We all know the PC as a beige pile of ugliness atop our desks at home or at work that may delight IT managers but is a necessary evil for the rest of us. Yet the appearance of computers is changing to suit our tastes and interests. In the late Nineties Apple brought out the colourful iMac and many readers probably have plasma screens and ergonomic keyboards today that ward off the dangers of repetitive strain injury.

“In many ways the PC has evolved for the better,” says Microsoft Hardware Group’s worldwide director of marketing, Matt Barlow.

While acknowledged the world over as a software maker, Microsoft rarely gets credit for its pioneering work in terms of hardware and the ergonomics of computing. For example, Microsoft was one of the first companies to introduce the mouse in the Eighties. In the Nineties it moved to get rid of the traditional trackerball mouse by introducing the infrared-driven optical mouse. Microsoft is also credited with enabling users to use the mouse to cut and paste text in the pre-Windows days of the Eighties.

“We also embedded scroll wheels in computer mice, which has enabled people to work 25pc faster on their PCs,” Barlow reminds us.

Tired of being merely functional, Microsoft now wants to get fashionable. In Paris last week the company unveiled 13 different products that are likely to feature strongly in the computing market in coming years. In what was the company’s largest single hardware product launch ever, the company introduced an array of optical wireless computer mice, ergonomic keyboards, Bluetooth adapters and — most interestingly — fingerprint scanners that will speed up your surfing experience online.

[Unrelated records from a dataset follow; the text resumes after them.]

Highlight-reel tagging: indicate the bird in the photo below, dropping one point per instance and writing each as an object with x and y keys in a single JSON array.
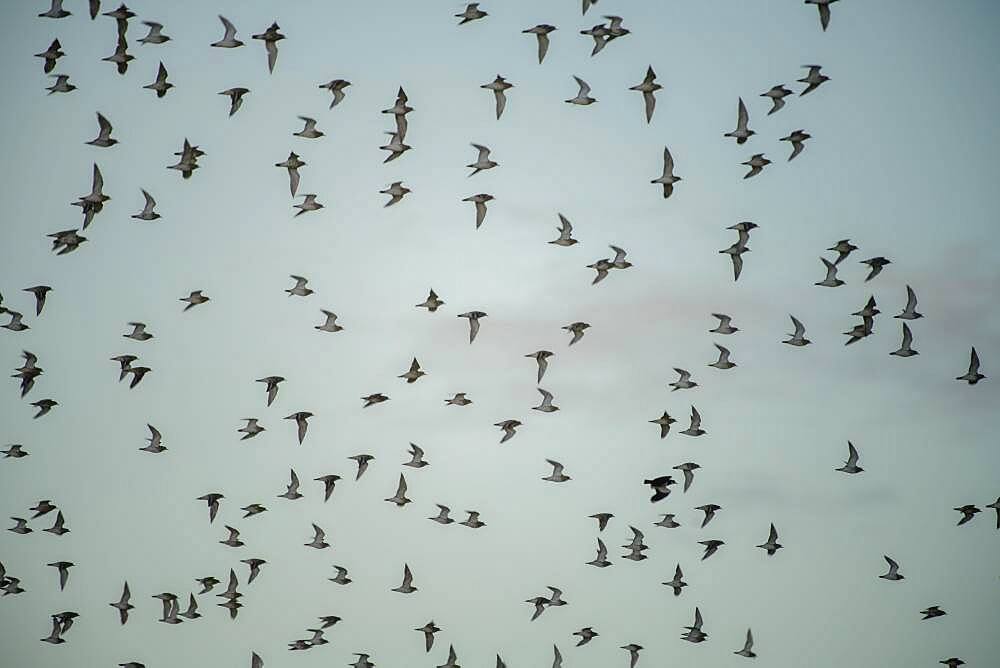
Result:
[
  {"x": 910, "y": 310},
  {"x": 58, "y": 526},
  {"x": 509, "y": 428},
  {"x": 557, "y": 474},
  {"x": 235, "y": 98},
  {"x": 725, "y": 325},
  {"x": 299, "y": 289},
  {"x": 875, "y": 264},
  {"x": 472, "y": 521},
  {"x": 648, "y": 87},
  {"x": 254, "y": 565},
  {"x": 723, "y": 361},
  {"x": 709, "y": 509},
  {"x": 318, "y": 542},
  {"x": 771, "y": 545},
  {"x": 271, "y": 387},
  {"x": 399, "y": 498},
  {"x": 747, "y": 650},
  {"x": 683, "y": 382},
  {"x": 851, "y": 465},
  {"x": 583, "y": 96},
  {"x": 797, "y": 139},
  {"x": 104, "y": 138},
  {"x": 20, "y": 526},
  {"x": 601, "y": 560},
  {"x": 362, "y": 461},
  {"x": 228, "y": 40},
  {"x": 541, "y": 358},
  {"x": 661, "y": 487},
  {"x": 309, "y": 131},
  {"x": 458, "y": 400},
  {"x": 633, "y": 653},
  {"x": 677, "y": 584},
  {"x": 233, "y": 540},
  {"x": 813, "y": 79},
  {"x": 577, "y": 328},
  {"x": 155, "y": 34},
  {"x": 428, "y": 629},
  {"x": 893, "y": 573},
  {"x": 711, "y": 547},
  {"x": 63, "y": 568},
  {"x": 688, "y": 469},
  {"x": 396, "y": 191},
  {"x": 416, "y": 457},
  {"x": 473, "y": 317},
  {"x": 735, "y": 253},
  {"x": 776, "y": 95},
  {"x": 271, "y": 37},
  {"x": 292, "y": 488},
  {"x": 292, "y": 164},
  {"x": 373, "y": 399},
  {"x": 541, "y": 31},
  {"x": 480, "y": 201},
  {"x": 824, "y": 11},
  {"x": 546, "y": 406},
  {"x": 756, "y": 163},
  {"x": 471, "y": 13},
  {"x": 695, "y": 633},
  {"x": 212, "y": 499},
  {"x": 586, "y": 634},
  {"x": 742, "y": 131},
  {"x": 972, "y": 376},
  {"x": 432, "y": 303},
  {"x": 932, "y": 612},
  {"x": 498, "y": 86},
  {"x": 483, "y": 161},
  {"x": 341, "y": 576},
  {"x": 61, "y": 85},
  {"x": 443, "y": 515},
  {"x": 664, "y": 421},
  {"x": 904, "y": 349},
  {"x": 123, "y": 605},
  {"x": 667, "y": 179},
  {"x": 336, "y": 88},
  {"x": 53, "y": 54},
  {"x": 565, "y": 233},
  {"x": 43, "y": 406},
  {"x": 540, "y": 602},
  {"x": 301, "y": 423},
  {"x": 250, "y": 429},
  {"x": 194, "y": 299},
  {"x": 798, "y": 337},
  {"x": 968, "y": 512},
  {"x": 15, "y": 324},
  {"x": 831, "y": 280},
  {"x": 407, "y": 586},
  {"x": 155, "y": 441},
  {"x": 160, "y": 85}
]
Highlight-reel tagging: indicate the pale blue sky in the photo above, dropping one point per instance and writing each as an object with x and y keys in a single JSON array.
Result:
[{"x": 902, "y": 162}]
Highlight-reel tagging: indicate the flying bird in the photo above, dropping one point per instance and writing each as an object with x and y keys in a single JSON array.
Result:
[
  {"x": 498, "y": 86},
  {"x": 583, "y": 96},
  {"x": 648, "y": 87},
  {"x": 541, "y": 31}
]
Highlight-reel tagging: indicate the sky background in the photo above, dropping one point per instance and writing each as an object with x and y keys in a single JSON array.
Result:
[{"x": 902, "y": 162}]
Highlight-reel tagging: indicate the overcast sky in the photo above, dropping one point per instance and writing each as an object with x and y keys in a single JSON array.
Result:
[{"x": 902, "y": 162}]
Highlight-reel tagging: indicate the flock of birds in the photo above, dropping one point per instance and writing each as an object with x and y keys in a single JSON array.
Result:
[{"x": 130, "y": 366}]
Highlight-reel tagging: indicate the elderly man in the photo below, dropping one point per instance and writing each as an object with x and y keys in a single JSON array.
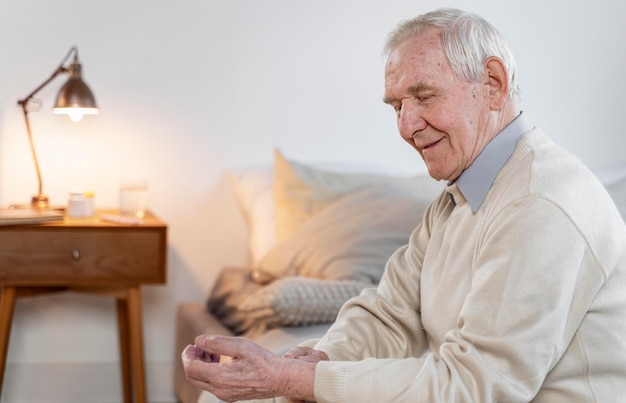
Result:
[{"x": 511, "y": 289}]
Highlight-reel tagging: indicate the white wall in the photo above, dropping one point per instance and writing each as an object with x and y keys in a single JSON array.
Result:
[{"x": 190, "y": 89}]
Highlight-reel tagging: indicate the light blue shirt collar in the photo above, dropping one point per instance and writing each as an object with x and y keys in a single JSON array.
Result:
[{"x": 477, "y": 179}]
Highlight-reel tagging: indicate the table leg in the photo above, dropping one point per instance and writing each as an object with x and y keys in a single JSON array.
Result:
[
  {"x": 7, "y": 303},
  {"x": 122, "y": 323},
  {"x": 135, "y": 325}
]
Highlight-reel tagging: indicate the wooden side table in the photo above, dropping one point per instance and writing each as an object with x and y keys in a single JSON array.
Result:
[{"x": 86, "y": 255}]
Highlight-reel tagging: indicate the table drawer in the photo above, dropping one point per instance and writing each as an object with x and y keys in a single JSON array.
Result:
[{"x": 81, "y": 257}]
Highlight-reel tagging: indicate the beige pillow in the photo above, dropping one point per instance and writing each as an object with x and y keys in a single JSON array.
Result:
[
  {"x": 617, "y": 191},
  {"x": 350, "y": 239},
  {"x": 253, "y": 190},
  {"x": 301, "y": 191}
]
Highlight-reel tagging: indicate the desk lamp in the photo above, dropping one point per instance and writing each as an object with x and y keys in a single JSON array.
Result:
[{"x": 74, "y": 99}]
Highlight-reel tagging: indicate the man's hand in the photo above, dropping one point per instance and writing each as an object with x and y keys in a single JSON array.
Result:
[
  {"x": 235, "y": 368},
  {"x": 305, "y": 354}
]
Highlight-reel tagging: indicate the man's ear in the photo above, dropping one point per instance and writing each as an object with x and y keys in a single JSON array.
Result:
[{"x": 497, "y": 82}]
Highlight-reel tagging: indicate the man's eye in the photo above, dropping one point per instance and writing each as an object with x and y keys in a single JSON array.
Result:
[{"x": 425, "y": 97}]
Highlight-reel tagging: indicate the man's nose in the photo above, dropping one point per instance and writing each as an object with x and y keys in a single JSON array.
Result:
[{"x": 410, "y": 119}]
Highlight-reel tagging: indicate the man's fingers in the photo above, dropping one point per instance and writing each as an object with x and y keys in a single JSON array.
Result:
[{"x": 225, "y": 345}]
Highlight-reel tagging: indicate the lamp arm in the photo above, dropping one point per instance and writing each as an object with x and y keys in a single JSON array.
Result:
[
  {"x": 61, "y": 69},
  {"x": 40, "y": 198}
]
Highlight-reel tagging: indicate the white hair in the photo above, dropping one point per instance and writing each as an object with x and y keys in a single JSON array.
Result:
[{"x": 467, "y": 40}]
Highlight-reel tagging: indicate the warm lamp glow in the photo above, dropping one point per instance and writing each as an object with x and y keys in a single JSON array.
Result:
[
  {"x": 74, "y": 99},
  {"x": 76, "y": 114}
]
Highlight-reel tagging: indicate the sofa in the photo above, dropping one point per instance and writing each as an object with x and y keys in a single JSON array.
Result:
[{"x": 318, "y": 235}]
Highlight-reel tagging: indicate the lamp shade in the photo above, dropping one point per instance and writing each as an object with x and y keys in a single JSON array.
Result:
[{"x": 75, "y": 98}]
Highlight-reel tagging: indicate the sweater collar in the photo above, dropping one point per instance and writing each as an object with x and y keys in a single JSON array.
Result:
[{"x": 475, "y": 182}]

The array of wired and wireless mice come in all manner of colours, from cobalt blue to fiery lava, with keyboards presented in a merging of black and silver — not a beige hue in sight.

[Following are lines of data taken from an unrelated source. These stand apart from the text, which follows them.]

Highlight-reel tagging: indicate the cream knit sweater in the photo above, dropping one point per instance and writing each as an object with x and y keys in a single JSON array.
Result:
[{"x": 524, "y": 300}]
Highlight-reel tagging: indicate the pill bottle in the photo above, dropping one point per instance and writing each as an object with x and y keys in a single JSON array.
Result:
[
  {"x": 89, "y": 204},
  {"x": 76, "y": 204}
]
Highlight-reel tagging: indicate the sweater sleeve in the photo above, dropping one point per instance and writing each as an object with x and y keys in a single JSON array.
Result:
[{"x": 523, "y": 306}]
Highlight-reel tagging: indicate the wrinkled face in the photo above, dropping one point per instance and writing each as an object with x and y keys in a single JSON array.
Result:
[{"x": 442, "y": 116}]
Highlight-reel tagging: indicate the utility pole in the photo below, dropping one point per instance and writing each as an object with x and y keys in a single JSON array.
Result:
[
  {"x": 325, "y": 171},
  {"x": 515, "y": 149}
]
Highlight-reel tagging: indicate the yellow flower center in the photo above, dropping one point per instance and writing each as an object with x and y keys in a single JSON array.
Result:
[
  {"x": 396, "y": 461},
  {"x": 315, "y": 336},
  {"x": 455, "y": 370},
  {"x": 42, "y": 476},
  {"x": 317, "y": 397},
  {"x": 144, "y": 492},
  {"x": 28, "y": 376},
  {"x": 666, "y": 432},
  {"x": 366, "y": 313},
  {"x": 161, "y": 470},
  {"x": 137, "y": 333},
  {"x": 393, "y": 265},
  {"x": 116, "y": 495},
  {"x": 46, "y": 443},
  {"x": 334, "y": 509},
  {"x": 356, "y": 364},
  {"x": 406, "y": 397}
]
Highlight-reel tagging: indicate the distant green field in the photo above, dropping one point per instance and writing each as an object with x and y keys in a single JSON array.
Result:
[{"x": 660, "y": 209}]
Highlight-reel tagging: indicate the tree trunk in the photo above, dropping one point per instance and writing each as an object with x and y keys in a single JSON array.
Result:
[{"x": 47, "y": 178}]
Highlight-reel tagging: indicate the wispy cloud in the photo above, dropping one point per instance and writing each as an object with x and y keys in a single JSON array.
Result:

To put credibility behind its desire to be fashionable, the company recruited renowned designer Philippe Starck to change the appearance of the computer mouse as we know it. Paris-based Starck’s work spans the worlds of art, architecture and industrial design. He has done work on the Elysées Palace at former French president François Mitterrand’s request; redesigned the Royalton and Paramount hotels in New York and scattered Japan with architectural jewels that have made him the leading exponent of expressionist architecture. His respect for the environment and for humankind has also been recognised in France, where he was commissioned to design the Ecole Nationale Supérieure des Arts Décoratifs in Paris, the control tower at Bordeaux airport and a waste recycling plant in Paris.

His end design for Microsoft was a sleek hemispheric, two-button mouse with a shimmering silver finish and a glowing strip of light — available in orange and blue — as well as featuring optical technology and a coloured scroll wheel.

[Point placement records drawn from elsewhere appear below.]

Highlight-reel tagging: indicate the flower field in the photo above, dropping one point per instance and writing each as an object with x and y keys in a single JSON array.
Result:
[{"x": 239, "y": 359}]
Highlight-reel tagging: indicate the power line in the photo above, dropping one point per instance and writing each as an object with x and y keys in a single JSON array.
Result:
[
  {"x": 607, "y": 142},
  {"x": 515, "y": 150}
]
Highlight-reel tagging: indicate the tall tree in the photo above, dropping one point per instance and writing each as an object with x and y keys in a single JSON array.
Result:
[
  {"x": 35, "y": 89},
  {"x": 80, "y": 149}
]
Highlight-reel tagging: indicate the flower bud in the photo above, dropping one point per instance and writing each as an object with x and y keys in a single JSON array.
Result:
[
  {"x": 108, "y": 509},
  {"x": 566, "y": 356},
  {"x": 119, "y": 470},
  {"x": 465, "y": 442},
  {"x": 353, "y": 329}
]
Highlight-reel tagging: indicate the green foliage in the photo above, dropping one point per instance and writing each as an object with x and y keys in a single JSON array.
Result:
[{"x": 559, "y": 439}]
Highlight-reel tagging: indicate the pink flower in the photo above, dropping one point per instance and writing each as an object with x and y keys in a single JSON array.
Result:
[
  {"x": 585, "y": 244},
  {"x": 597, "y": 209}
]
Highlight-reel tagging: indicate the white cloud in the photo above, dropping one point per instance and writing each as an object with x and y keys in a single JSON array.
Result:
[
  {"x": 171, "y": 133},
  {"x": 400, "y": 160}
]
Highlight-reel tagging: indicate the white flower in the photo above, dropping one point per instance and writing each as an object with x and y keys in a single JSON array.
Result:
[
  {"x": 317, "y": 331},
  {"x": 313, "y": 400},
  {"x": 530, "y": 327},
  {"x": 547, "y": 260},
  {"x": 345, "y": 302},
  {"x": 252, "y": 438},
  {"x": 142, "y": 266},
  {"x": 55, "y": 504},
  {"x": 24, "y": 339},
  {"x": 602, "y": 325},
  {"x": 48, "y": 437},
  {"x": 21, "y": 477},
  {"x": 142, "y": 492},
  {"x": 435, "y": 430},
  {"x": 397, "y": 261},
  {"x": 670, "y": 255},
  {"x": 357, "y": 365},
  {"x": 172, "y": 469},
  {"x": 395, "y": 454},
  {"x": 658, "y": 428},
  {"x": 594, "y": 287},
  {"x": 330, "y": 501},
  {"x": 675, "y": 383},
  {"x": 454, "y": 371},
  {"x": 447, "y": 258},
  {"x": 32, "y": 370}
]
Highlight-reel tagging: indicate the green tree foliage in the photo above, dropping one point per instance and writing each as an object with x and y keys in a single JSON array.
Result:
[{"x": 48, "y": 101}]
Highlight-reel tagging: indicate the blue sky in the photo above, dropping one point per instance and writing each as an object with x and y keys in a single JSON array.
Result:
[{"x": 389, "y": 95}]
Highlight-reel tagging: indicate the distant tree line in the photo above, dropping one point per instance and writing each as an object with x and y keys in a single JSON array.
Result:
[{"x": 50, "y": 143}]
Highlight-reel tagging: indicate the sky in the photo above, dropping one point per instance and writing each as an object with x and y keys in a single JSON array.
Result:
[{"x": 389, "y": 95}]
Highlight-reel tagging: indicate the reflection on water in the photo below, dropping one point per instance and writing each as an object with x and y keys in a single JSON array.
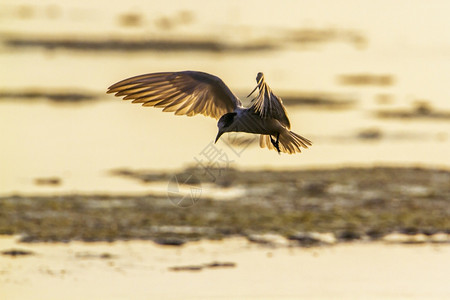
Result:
[{"x": 368, "y": 115}]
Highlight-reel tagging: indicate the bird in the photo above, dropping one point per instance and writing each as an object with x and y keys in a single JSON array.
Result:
[{"x": 194, "y": 92}]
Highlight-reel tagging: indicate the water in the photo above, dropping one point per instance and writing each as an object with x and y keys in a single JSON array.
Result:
[{"x": 81, "y": 142}]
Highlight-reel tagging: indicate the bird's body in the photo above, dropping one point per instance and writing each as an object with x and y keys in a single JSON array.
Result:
[{"x": 191, "y": 92}]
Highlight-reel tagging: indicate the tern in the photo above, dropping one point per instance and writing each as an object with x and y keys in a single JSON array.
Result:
[{"x": 192, "y": 92}]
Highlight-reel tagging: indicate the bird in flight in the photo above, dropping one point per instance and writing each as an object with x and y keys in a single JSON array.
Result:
[{"x": 191, "y": 92}]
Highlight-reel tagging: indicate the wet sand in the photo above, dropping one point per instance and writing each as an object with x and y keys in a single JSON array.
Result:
[{"x": 142, "y": 270}]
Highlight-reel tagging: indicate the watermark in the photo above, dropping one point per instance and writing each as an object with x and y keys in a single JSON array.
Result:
[{"x": 185, "y": 189}]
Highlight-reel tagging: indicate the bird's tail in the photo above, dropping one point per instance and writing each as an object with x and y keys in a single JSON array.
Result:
[{"x": 289, "y": 142}]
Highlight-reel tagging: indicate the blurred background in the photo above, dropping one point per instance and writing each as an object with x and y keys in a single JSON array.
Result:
[{"x": 364, "y": 80}]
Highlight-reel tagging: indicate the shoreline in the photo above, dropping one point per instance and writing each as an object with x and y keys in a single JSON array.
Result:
[{"x": 233, "y": 268}]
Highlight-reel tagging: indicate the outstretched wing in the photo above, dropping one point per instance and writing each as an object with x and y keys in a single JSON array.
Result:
[
  {"x": 267, "y": 104},
  {"x": 185, "y": 93}
]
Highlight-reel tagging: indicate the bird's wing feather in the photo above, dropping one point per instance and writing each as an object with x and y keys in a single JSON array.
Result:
[
  {"x": 269, "y": 105},
  {"x": 184, "y": 93}
]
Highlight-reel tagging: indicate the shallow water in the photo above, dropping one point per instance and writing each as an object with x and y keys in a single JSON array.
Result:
[
  {"x": 116, "y": 270},
  {"x": 80, "y": 143}
]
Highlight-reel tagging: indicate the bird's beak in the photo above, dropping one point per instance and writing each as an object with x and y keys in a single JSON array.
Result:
[{"x": 219, "y": 134}]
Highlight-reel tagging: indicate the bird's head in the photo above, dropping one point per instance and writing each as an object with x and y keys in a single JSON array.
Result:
[{"x": 225, "y": 123}]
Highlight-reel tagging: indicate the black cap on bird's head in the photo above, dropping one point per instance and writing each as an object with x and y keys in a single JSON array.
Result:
[{"x": 224, "y": 124}]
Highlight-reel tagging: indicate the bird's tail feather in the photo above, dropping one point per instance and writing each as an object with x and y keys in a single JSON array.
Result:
[{"x": 289, "y": 142}]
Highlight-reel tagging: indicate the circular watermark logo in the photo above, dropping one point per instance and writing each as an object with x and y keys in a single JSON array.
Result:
[{"x": 184, "y": 190}]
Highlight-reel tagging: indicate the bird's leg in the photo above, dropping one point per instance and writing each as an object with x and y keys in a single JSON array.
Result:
[{"x": 276, "y": 143}]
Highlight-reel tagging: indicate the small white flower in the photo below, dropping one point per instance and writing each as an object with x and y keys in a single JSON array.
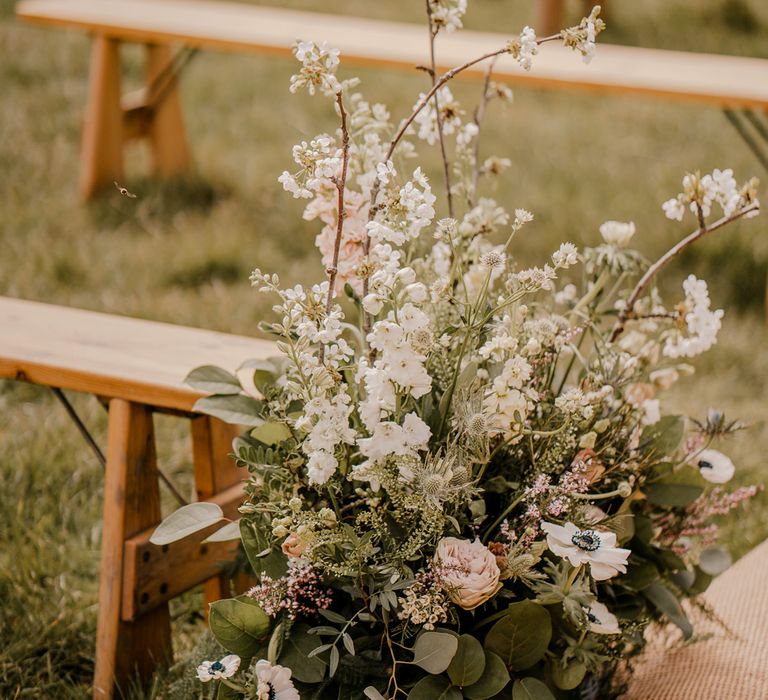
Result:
[
  {"x": 617, "y": 233},
  {"x": 674, "y": 209},
  {"x": 493, "y": 260},
  {"x": 651, "y": 411},
  {"x": 594, "y": 547},
  {"x": 601, "y": 620},
  {"x": 214, "y": 670},
  {"x": 714, "y": 466},
  {"x": 274, "y": 682}
]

“Modern elegance is duplication; everything today is mass produced,” Starck says, indicating that just because products are mass produced, they need not be vulgar. “To come up with a new product design I decided to kill the original concept. My work is not to be the best but to help people to have a better life. The mouse reflects a minimalist relationship with your computer and the light reflects a proof of life.”

Microsoft also revealed its plans to roll out fingerprint-reading devices that will remove the complexity from computing by enabling web surfers to cut down on the number of passwords they need to remember to access websites.

By pressing a thumb or forefinger on the scanners, which are either separate or included on some of the new keyboard products, users surfing a specific website no longer have to remember or type specific passwords to access the site as the fields are automatically populated by the necessary user names, passwords and any other information required.

The fingerprint device comes in three products: Optical Desktop keyboard with Fingerprint Reader; Wireless intelliMouse Explorer with Fingerprint Reader; and the stand-alone Microsoft Fingerprint Reader.

“Keeping track of user names and passwords is a real frustration for people,” says Roger Kay, vice-president of client computing at IDC. “Although using a combination of methods, including using a strong password, is recommended for retrieving personal and financial information from the internet, a biometric password manager clearly makes opening ordinary password-protected web pages more convenient.”

Microsoft is positioning the technology as a convenience tool rather than recommending it for high-end security uses such as accessing personal bank accounts. For example, Microsoft estimates 75pc of home PCs are shared by one or more users and fingerprint readers enable individuals to have their particular settings immediately called up. In this way, concerned parents can ensure their children aren’t accessing inappropriate sites online or putting the PC to improper use.

Jean-Philippe Courtois, CEO of Microsoft EMEA, told journalists that the rollout of the new devices is a response to consumers’ desire to take the complexity out of the use of technology in their lives. “People want to be unique in how they communicate, interact and the way they use technology in their lives. By introducing devices that deliver easier and more enjoyable ways to access information we are striving to enrich the users’ experiences,” he said.

By John Kennedy

Microsoft’s chairman Bill Gates has joined forces with French designer Philippe Starck (right) to change the appearance of computing forever.